Tntri is extending its predictive analytics to support compute and storage at the same time. Harty says Tintri does real-time analytics on storage and compute now.

This is getting extended to predictive analytics, modelling such things as percentage CPU utilisation and memory size. It will move to a lower level taking account of such things as Xeon model and core count, and be delivered as a service over the web.

Extending predictive analytics to support compute (meaning processesing and memory) will be available in the first half of 2017.

Chatbot surprise

Chatbots are lumps of software providing everyday language responses to everyday language inputs, and backed up by AI and/or machine learning to provide intelligent input text analysis and an intelligent response. They should be inherently more flexible than strictly formatted Command Line Interfaces (CLIs) and potentially quicker to use than GUI forms.

Chatbots can be text- or voice-based. Example voicebots are Amazon's Alexa, Apple's Siri and Microsoft's Cortana.

Tintri is developing a text-based chatbot interface to its arrays, and here is a screen example of it in action:

Tintri Chatbot

Tintri ChatOps

Harty says a Japanese Tintri customer set up a chatbot interface to their array using Tintri's API.

He is enthusiastic about the possibilities. For example, storage admins - or VMware admins - could spin up a VM by talking to a bot on Slack. The admin could also assign a particular QoS level to a VM:

> Set prod QOS 10:44:138:125

> Done. Production QOS set on VM 10:44:138:125

This Slack Bot would know an admin's credentials and so could be multi-tenant-aware and assign different roles to different tenants.

Harty emphasises that this is not something you could do with Nimble, Pure, EMC et al.

People could have a totally customised interface to their systems.

There is an obvious extension to voice-driven bots. In theory Amazon's Alexa could be layered on as a front-end so that admins could speak to their arrays to get things done – sending snapshots to the cloud, spinning up and moving VMs, firing up analytics and more.
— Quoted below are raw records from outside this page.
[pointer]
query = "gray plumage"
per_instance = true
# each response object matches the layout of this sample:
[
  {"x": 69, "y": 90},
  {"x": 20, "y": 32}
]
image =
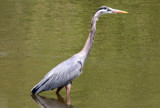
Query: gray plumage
[{"x": 64, "y": 73}]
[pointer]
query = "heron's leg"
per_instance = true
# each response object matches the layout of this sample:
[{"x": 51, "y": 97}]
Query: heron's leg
[
  {"x": 59, "y": 89},
  {"x": 68, "y": 89}
]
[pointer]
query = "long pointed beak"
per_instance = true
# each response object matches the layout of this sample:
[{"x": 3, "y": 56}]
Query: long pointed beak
[{"x": 119, "y": 11}]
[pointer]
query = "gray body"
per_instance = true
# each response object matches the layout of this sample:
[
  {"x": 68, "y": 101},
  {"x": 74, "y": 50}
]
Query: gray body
[{"x": 64, "y": 73}]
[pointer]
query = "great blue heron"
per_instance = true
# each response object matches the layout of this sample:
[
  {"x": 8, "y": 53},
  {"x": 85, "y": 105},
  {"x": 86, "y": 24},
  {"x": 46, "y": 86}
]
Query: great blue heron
[{"x": 64, "y": 73}]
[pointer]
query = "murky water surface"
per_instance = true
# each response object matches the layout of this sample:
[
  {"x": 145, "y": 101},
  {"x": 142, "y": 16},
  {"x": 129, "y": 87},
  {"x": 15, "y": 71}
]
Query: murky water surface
[{"x": 122, "y": 70}]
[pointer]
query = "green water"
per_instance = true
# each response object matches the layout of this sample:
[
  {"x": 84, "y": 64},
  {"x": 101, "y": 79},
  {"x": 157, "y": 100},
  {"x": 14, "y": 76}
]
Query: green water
[{"x": 122, "y": 70}]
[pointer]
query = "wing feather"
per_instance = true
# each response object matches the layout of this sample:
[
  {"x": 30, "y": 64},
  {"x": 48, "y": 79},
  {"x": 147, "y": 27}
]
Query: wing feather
[{"x": 61, "y": 75}]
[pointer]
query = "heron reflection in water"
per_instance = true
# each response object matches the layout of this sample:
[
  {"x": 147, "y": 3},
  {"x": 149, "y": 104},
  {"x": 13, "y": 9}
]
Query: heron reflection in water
[
  {"x": 45, "y": 102},
  {"x": 64, "y": 73}
]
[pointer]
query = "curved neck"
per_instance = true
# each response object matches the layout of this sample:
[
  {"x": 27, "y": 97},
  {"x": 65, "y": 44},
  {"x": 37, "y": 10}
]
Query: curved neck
[{"x": 88, "y": 45}]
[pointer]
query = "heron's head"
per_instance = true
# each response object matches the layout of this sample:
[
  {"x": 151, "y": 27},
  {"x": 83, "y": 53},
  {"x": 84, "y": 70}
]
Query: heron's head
[{"x": 105, "y": 10}]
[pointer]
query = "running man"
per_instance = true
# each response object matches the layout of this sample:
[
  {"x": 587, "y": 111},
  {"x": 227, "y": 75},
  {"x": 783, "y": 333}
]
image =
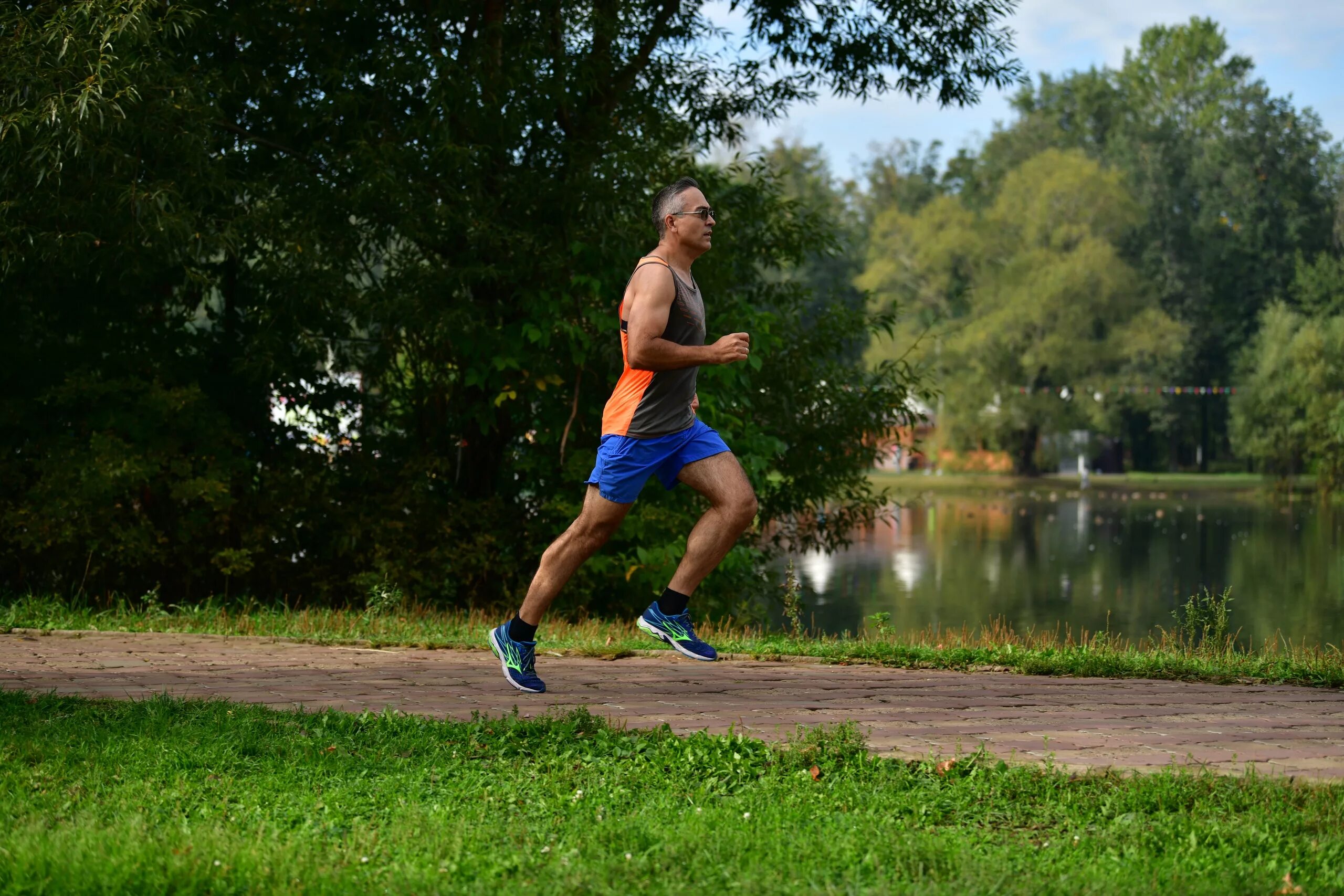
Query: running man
[{"x": 649, "y": 429}]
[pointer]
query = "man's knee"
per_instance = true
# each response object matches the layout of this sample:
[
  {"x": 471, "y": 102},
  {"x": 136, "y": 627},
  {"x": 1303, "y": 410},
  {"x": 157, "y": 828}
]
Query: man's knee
[
  {"x": 742, "y": 510},
  {"x": 593, "y": 534}
]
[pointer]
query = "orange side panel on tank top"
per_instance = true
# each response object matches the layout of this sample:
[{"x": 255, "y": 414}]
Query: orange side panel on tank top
[{"x": 625, "y": 398}]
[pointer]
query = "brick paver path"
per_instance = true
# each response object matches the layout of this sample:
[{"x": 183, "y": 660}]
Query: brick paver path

This brings another potential application of the technology with people talking to the chatbot through their smartphones.

Harty says Chat Ops are do-able today: "We'll offer it as a service and make it easier to use."

Comment

What Tintri is seeing is that supplier differentiation at the product hardware level is rendered null by commoditised hardware. Differentiation through basic data management services, such as snapshots, is pointless too. These are simply table stakes. Differentiation by the amount of and type of integration into the upper layers of a customer's general infrastructure stack is becoming, it thinks, crucial.

There is still scope for making the storage admin's life easier and better and the chatbot notion is aimed at this. If Tintri delivers chatbot access to all its services then everything to do with array management could be handled at a chatbot level.

Hey Tintri: What happens if I move 500 VMs from the cloud to the on-premises stack?

You will need 2TB more storage in the array, 20 more Xeon i7 cores and another 20GB of DRAM.